= Spot market =

Type of financial market

The spot market or cash market is a public financial market in which financial instruments or commodities are traded for immediate delivery. It contrasts with a futures market, in which delivery is due at a later date. In a spot market, settlement normally happens in T+2 working days, i.e., delivery of cash and commodity must be done after two working days of the trade date. A spot market can be through an exchange or over-the-counter (OTC). Spot markets can operate wherever the infrastructure exists to conduct the transaction.

==Exchange==
Securities (i.e. financial instruments) and commodities are traded on an exchange using, making, and possibly changing the current market price.

==OTC==
In the OTC i.e., over the counter market, trades are based on contracts made directly between two parties, and not subject to the rules of an exchange. The contract terms are agreed between the parties and may be non-standard. The price will probably not be published.

==Examples==

===Energy spot===
The spot energy market allows producers of surplus energy to instantly locate available buyers for this energy, negotiate prices within milliseconds, and deliver energy in a short-term timeframe. Spot markets can be either privately operated or controlled by industry organizations or government agencies. They frequently attract speculators, since spot market prices are known to the public almost as soon as deals are transacted. Examples of energy spot markets for natural gas in Europe are the Title Transfer Facility (TTF) in the Netherlands and the National Balancing Point (NBP) in the United Kingdom.

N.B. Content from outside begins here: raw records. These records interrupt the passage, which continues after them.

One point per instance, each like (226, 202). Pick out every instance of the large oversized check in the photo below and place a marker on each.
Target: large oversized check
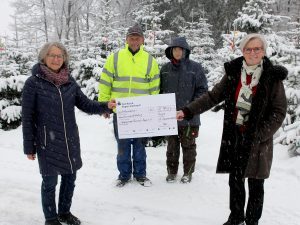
(147, 116)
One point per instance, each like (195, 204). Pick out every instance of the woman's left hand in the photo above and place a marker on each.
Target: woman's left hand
(111, 104)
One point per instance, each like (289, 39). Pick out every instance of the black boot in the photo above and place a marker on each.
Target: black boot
(231, 221)
(69, 219)
(52, 222)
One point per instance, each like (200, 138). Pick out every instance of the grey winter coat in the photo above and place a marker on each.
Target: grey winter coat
(49, 124)
(266, 116)
(186, 79)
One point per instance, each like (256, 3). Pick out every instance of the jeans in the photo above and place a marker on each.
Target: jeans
(127, 164)
(187, 139)
(67, 186)
(238, 195)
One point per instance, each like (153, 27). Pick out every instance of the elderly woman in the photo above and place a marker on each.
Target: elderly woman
(50, 130)
(255, 106)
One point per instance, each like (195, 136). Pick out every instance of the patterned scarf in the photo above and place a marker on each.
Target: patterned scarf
(58, 78)
(244, 101)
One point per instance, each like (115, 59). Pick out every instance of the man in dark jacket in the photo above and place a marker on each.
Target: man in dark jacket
(186, 79)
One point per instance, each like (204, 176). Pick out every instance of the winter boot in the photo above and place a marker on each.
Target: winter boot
(69, 219)
(121, 183)
(171, 178)
(53, 222)
(144, 181)
(186, 178)
(231, 221)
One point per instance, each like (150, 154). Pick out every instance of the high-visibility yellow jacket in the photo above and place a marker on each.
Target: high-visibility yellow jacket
(127, 75)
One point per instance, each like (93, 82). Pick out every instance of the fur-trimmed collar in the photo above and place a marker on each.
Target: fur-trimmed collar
(276, 71)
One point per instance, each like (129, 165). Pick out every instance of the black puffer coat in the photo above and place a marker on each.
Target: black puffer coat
(49, 124)
(186, 79)
(266, 116)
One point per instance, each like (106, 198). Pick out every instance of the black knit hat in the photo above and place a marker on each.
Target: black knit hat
(136, 29)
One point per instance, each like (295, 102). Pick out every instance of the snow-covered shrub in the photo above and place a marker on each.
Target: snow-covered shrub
(87, 73)
(14, 71)
(290, 133)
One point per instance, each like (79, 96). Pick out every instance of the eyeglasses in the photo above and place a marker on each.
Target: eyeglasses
(52, 56)
(255, 50)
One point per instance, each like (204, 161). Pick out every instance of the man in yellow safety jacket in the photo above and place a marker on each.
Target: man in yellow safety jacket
(130, 72)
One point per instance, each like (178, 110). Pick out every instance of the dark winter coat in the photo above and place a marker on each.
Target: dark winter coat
(266, 116)
(49, 124)
(186, 79)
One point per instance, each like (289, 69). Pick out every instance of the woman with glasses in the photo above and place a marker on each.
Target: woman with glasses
(50, 130)
(255, 107)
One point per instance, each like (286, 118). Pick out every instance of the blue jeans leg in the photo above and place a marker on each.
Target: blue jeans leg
(124, 162)
(48, 196)
(139, 157)
(66, 191)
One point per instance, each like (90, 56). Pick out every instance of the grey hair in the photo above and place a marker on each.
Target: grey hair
(46, 48)
(250, 37)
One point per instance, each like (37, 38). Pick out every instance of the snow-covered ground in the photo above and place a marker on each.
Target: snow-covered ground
(98, 202)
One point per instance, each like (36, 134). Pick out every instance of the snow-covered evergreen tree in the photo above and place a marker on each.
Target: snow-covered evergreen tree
(256, 17)
(13, 73)
(86, 72)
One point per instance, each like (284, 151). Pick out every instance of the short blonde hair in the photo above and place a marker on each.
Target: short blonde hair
(45, 50)
(250, 37)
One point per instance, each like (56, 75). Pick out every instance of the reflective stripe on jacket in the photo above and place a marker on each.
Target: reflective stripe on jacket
(126, 75)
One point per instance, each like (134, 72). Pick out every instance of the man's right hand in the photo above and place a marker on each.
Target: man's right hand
(179, 115)
(106, 115)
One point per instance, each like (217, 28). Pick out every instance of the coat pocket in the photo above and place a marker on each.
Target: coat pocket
(45, 136)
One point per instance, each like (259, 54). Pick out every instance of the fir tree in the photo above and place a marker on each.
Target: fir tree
(13, 74)
(256, 17)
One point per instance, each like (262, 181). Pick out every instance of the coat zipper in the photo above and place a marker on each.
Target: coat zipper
(65, 131)
(45, 136)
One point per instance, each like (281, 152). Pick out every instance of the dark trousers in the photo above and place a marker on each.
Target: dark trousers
(238, 195)
(127, 164)
(187, 138)
(237, 187)
(66, 190)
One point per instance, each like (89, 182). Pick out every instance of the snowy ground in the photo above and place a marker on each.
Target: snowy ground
(98, 202)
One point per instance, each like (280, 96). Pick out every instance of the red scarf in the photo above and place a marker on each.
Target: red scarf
(58, 78)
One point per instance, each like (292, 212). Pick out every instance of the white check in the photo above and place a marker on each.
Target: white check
(147, 116)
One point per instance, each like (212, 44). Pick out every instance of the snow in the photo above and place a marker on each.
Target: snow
(97, 201)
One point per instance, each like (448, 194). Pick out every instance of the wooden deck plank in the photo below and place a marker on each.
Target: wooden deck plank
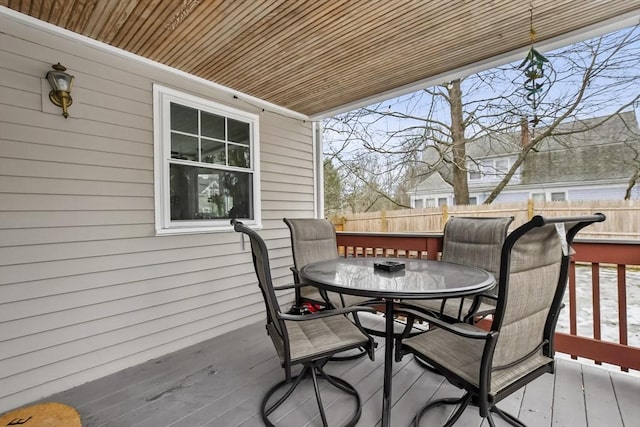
(221, 382)
(568, 401)
(221, 365)
(600, 399)
(627, 389)
(537, 402)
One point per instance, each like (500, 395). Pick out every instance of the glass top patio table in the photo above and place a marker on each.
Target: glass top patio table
(420, 279)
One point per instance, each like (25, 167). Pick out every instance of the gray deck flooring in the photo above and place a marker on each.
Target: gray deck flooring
(220, 382)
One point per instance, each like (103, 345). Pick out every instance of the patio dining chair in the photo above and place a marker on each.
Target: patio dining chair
(307, 340)
(314, 240)
(474, 241)
(518, 347)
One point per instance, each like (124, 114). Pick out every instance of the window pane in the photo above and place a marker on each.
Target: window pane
(237, 187)
(184, 147)
(239, 156)
(213, 152)
(238, 131)
(202, 193)
(184, 119)
(212, 125)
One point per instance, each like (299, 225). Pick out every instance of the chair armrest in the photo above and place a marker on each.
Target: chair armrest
(451, 327)
(325, 313)
(291, 286)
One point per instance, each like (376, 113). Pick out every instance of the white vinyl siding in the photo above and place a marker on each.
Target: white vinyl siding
(86, 287)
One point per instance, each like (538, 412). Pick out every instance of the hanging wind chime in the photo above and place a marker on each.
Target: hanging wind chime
(534, 71)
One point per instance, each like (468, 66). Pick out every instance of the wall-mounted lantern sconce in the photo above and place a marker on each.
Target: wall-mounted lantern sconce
(61, 83)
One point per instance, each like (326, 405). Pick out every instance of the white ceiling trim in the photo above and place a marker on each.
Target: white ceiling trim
(627, 20)
(251, 100)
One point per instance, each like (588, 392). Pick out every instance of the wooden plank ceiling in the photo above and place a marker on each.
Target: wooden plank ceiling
(314, 56)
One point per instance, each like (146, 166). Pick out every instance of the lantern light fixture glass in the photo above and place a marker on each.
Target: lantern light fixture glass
(61, 83)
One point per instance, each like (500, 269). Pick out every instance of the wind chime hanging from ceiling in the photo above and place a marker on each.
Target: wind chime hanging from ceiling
(536, 70)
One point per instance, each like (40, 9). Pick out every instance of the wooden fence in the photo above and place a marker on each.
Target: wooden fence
(623, 217)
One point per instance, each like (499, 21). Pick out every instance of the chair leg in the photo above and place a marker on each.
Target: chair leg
(296, 381)
(358, 355)
(509, 418)
(318, 398)
(462, 401)
(314, 371)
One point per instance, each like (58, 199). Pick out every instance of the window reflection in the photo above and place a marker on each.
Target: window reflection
(201, 193)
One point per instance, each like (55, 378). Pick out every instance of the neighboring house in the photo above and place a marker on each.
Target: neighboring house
(115, 242)
(595, 164)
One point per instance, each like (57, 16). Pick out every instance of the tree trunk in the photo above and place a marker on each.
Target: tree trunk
(460, 184)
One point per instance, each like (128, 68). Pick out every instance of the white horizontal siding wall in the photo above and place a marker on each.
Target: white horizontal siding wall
(86, 288)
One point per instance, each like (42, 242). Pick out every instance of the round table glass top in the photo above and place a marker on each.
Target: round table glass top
(419, 278)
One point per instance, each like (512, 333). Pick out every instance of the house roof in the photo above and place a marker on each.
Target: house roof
(321, 57)
(582, 152)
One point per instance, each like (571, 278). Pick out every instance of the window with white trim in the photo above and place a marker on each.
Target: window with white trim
(206, 164)
(491, 170)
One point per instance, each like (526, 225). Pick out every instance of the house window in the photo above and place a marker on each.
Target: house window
(493, 170)
(474, 172)
(206, 164)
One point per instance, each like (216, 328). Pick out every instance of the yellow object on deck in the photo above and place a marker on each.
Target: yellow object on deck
(50, 414)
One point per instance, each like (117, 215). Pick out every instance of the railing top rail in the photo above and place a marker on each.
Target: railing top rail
(390, 234)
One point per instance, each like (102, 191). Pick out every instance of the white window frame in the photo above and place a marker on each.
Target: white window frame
(162, 98)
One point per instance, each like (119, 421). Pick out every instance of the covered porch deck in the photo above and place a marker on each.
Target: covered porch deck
(221, 382)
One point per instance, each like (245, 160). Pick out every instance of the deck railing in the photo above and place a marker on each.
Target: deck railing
(623, 256)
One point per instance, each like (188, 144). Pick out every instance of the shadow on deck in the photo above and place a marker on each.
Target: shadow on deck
(221, 382)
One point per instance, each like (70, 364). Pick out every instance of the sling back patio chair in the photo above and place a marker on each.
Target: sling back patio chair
(471, 241)
(518, 347)
(314, 240)
(306, 340)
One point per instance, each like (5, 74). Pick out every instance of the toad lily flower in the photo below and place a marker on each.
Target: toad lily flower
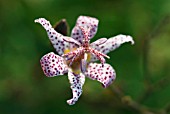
(77, 55)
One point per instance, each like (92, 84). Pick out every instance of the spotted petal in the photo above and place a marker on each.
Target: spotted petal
(76, 81)
(56, 38)
(53, 65)
(106, 75)
(105, 46)
(85, 22)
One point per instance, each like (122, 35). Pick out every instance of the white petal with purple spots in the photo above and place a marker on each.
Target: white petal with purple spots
(56, 38)
(105, 46)
(76, 81)
(106, 75)
(53, 65)
(85, 22)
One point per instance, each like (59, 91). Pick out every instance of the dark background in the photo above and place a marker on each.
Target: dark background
(143, 70)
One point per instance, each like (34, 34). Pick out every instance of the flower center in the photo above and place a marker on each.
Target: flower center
(76, 65)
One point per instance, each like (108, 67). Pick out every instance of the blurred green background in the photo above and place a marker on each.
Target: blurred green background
(143, 70)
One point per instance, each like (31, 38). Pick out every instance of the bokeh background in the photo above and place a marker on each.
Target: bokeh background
(143, 70)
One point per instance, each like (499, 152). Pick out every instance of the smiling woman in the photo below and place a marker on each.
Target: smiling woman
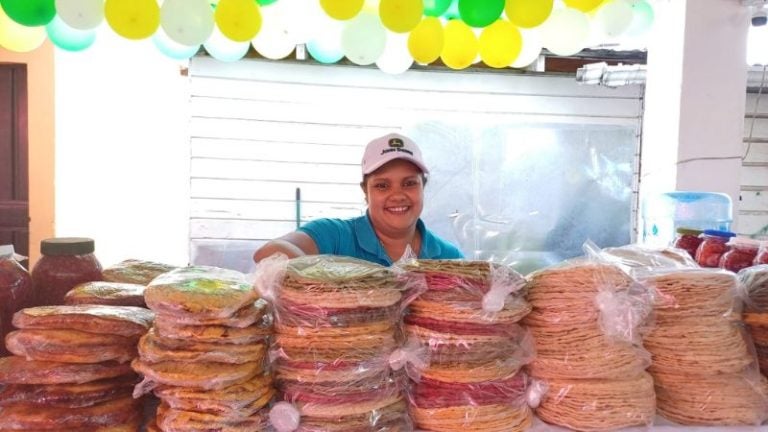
(394, 176)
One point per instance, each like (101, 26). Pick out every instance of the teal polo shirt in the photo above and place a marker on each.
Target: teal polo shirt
(356, 238)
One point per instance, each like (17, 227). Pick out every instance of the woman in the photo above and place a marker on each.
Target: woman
(394, 176)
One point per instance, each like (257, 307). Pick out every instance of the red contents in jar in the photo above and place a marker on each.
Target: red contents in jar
(688, 240)
(713, 246)
(16, 293)
(741, 255)
(66, 262)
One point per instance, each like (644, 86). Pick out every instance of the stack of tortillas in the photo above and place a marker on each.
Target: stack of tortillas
(755, 281)
(468, 321)
(587, 350)
(703, 366)
(71, 369)
(205, 356)
(335, 325)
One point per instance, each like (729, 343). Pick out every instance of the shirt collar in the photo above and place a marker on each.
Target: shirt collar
(367, 240)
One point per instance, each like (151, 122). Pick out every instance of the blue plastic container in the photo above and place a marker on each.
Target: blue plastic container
(663, 214)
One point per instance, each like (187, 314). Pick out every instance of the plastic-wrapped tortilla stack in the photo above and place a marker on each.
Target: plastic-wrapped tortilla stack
(584, 321)
(467, 321)
(336, 321)
(71, 369)
(205, 357)
(703, 365)
(754, 280)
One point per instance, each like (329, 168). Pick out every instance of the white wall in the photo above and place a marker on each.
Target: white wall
(122, 150)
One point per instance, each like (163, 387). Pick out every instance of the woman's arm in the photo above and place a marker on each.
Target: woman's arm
(293, 245)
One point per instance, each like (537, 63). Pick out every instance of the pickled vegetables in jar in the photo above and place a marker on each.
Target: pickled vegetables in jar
(16, 291)
(714, 244)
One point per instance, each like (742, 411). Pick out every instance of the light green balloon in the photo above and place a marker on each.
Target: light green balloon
(68, 38)
(171, 48)
(642, 19)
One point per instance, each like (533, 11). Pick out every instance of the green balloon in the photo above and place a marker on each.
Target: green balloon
(436, 7)
(68, 38)
(480, 13)
(453, 11)
(30, 13)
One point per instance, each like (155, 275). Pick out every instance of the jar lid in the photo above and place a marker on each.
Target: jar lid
(6, 251)
(726, 234)
(688, 231)
(67, 246)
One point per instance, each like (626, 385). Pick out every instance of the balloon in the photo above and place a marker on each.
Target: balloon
(342, 9)
(395, 59)
(566, 32)
(81, 14)
(531, 48)
(400, 16)
(172, 49)
(132, 19)
(583, 5)
(528, 13)
(460, 47)
(19, 38)
(30, 12)
(326, 47)
(272, 41)
(480, 13)
(500, 44)
(188, 22)
(224, 49)
(239, 20)
(363, 39)
(426, 41)
(642, 19)
(68, 38)
(436, 7)
(614, 18)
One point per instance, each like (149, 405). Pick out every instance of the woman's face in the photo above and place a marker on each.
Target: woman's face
(395, 195)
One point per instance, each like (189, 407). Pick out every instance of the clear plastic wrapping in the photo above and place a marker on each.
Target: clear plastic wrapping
(700, 348)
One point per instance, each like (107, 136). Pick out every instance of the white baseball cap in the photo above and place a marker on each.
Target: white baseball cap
(390, 147)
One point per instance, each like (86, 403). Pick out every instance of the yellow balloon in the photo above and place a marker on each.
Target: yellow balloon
(500, 44)
(401, 16)
(528, 13)
(342, 9)
(238, 20)
(460, 48)
(583, 5)
(19, 38)
(426, 41)
(133, 19)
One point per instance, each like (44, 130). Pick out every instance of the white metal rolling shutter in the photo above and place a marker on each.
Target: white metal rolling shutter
(260, 129)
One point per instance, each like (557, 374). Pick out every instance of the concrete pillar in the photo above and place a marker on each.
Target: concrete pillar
(695, 96)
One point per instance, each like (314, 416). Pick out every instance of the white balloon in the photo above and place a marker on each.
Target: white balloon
(614, 18)
(224, 49)
(81, 14)
(531, 49)
(272, 41)
(396, 58)
(566, 32)
(188, 22)
(363, 38)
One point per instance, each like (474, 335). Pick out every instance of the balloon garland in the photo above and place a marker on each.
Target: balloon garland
(393, 34)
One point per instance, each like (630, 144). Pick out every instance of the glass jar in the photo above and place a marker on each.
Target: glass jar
(762, 254)
(65, 262)
(688, 240)
(16, 291)
(741, 255)
(714, 244)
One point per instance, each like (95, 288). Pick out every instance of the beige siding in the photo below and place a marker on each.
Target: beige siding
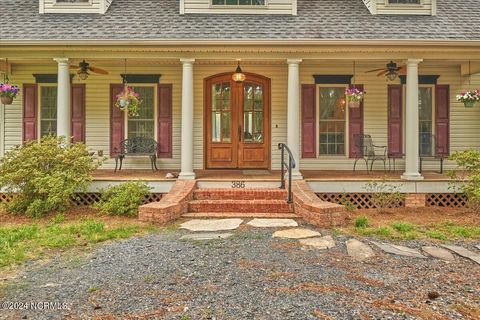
(426, 7)
(271, 7)
(465, 123)
(95, 6)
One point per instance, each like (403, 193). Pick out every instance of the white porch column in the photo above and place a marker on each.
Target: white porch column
(293, 114)
(63, 99)
(411, 121)
(187, 120)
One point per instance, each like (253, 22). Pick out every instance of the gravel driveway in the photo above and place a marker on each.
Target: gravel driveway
(247, 276)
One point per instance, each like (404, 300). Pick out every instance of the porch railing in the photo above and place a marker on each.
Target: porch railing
(289, 166)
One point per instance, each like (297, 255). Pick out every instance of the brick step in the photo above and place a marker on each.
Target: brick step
(274, 206)
(240, 215)
(240, 194)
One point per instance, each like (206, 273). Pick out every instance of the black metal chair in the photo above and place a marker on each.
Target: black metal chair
(137, 146)
(366, 150)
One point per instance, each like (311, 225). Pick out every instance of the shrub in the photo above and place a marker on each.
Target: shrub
(384, 195)
(361, 222)
(45, 175)
(123, 199)
(468, 171)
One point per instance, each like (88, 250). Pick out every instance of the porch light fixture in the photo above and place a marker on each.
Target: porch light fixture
(238, 76)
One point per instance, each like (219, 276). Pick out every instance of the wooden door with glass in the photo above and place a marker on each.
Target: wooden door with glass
(237, 122)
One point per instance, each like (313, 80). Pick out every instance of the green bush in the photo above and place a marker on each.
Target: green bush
(123, 199)
(468, 171)
(384, 194)
(45, 175)
(361, 222)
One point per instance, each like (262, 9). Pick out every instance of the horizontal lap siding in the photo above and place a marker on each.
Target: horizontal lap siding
(464, 133)
(97, 109)
(273, 7)
(464, 123)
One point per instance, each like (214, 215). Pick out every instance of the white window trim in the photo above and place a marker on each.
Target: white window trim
(238, 6)
(39, 106)
(155, 109)
(70, 4)
(317, 134)
(404, 110)
(403, 5)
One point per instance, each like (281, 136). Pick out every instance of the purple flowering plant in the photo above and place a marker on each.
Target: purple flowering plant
(354, 94)
(8, 90)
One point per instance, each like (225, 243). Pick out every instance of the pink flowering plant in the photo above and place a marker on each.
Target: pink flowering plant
(8, 90)
(128, 100)
(469, 97)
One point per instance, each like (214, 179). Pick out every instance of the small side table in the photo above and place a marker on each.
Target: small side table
(393, 156)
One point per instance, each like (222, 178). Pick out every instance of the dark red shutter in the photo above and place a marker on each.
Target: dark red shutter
(117, 120)
(30, 111)
(78, 113)
(164, 126)
(355, 123)
(442, 120)
(395, 119)
(309, 119)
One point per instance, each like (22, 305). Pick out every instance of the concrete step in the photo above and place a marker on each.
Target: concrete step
(240, 215)
(274, 206)
(240, 194)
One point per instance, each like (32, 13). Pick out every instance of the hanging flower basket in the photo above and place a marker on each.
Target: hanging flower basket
(128, 101)
(354, 97)
(469, 98)
(8, 92)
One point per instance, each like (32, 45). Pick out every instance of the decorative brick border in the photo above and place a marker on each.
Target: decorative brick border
(171, 206)
(313, 210)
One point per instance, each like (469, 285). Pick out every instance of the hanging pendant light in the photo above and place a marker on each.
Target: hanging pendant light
(238, 76)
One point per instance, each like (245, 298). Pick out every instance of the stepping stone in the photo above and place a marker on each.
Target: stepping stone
(463, 252)
(439, 253)
(212, 225)
(206, 236)
(319, 243)
(399, 250)
(297, 233)
(272, 223)
(358, 250)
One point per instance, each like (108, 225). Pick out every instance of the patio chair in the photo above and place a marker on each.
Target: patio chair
(366, 150)
(137, 146)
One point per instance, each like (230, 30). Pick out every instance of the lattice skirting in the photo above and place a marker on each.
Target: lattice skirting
(89, 198)
(359, 200)
(449, 200)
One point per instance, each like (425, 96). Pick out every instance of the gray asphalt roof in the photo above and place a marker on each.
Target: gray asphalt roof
(316, 19)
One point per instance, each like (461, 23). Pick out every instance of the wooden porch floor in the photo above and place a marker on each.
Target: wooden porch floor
(263, 175)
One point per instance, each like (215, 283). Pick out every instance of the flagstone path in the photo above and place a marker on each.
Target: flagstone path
(230, 269)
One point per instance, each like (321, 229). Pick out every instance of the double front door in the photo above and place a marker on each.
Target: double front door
(237, 122)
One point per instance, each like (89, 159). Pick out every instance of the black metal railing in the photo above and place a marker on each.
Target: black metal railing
(289, 166)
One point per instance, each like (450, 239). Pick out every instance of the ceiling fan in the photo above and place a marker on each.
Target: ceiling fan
(84, 67)
(391, 71)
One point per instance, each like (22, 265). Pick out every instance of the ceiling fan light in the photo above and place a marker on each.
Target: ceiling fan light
(238, 76)
(391, 76)
(83, 75)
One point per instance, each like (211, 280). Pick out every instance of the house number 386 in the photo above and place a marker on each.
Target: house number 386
(238, 184)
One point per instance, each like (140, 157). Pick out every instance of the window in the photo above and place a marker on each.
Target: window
(332, 120)
(73, 1)
(425, 117)
(144, 124)
(238, 2)
(403, 1)
(48, 110)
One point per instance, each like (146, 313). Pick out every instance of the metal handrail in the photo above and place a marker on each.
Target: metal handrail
(289, 166)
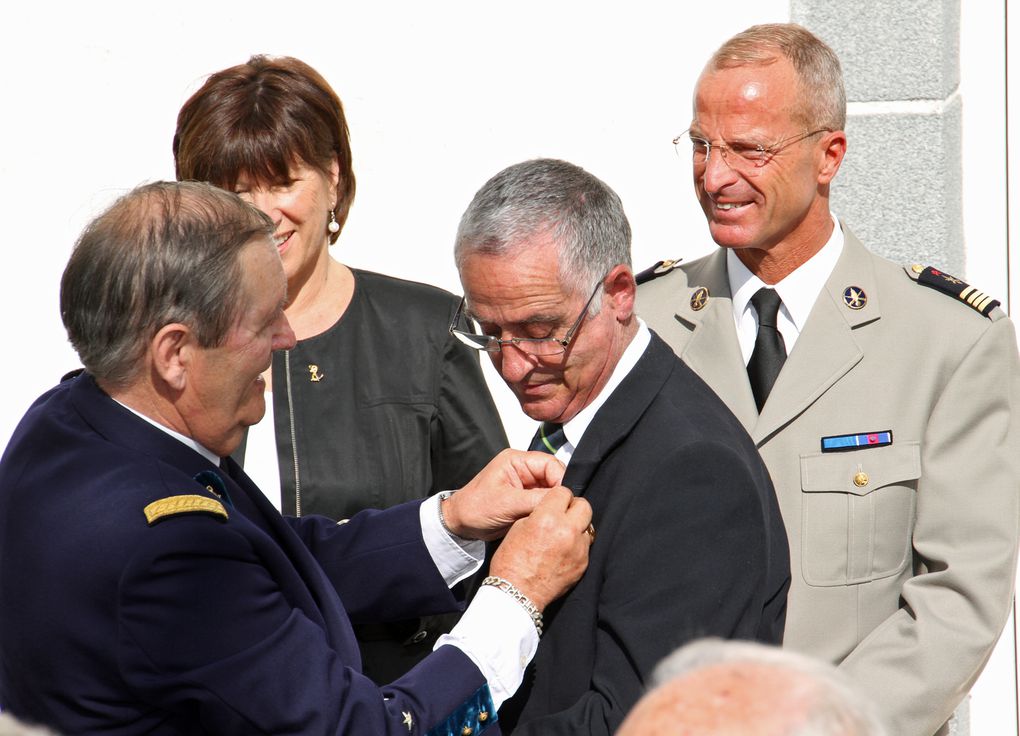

==Settlement and delivery==

Although spot markets are associated with immediate delivery, the settlement period depends on the asset class and market convention. In securities markets, settlement is the process in which the buyer pays for the security and the seller delivers it. In the United States, most securities transactions settle on the next business day after the trade date under the T+1 settlement cycle.

In commodity markets, the cash market is distinguished from the futures market because it involves the market for the actual cash commodity rather than a futures contract. The Commodity Futures Trading Commission describes a cash market as a market for the cash commodity, which may take the form of an organized central market, an over-the-counter market, or a local market for a particular region.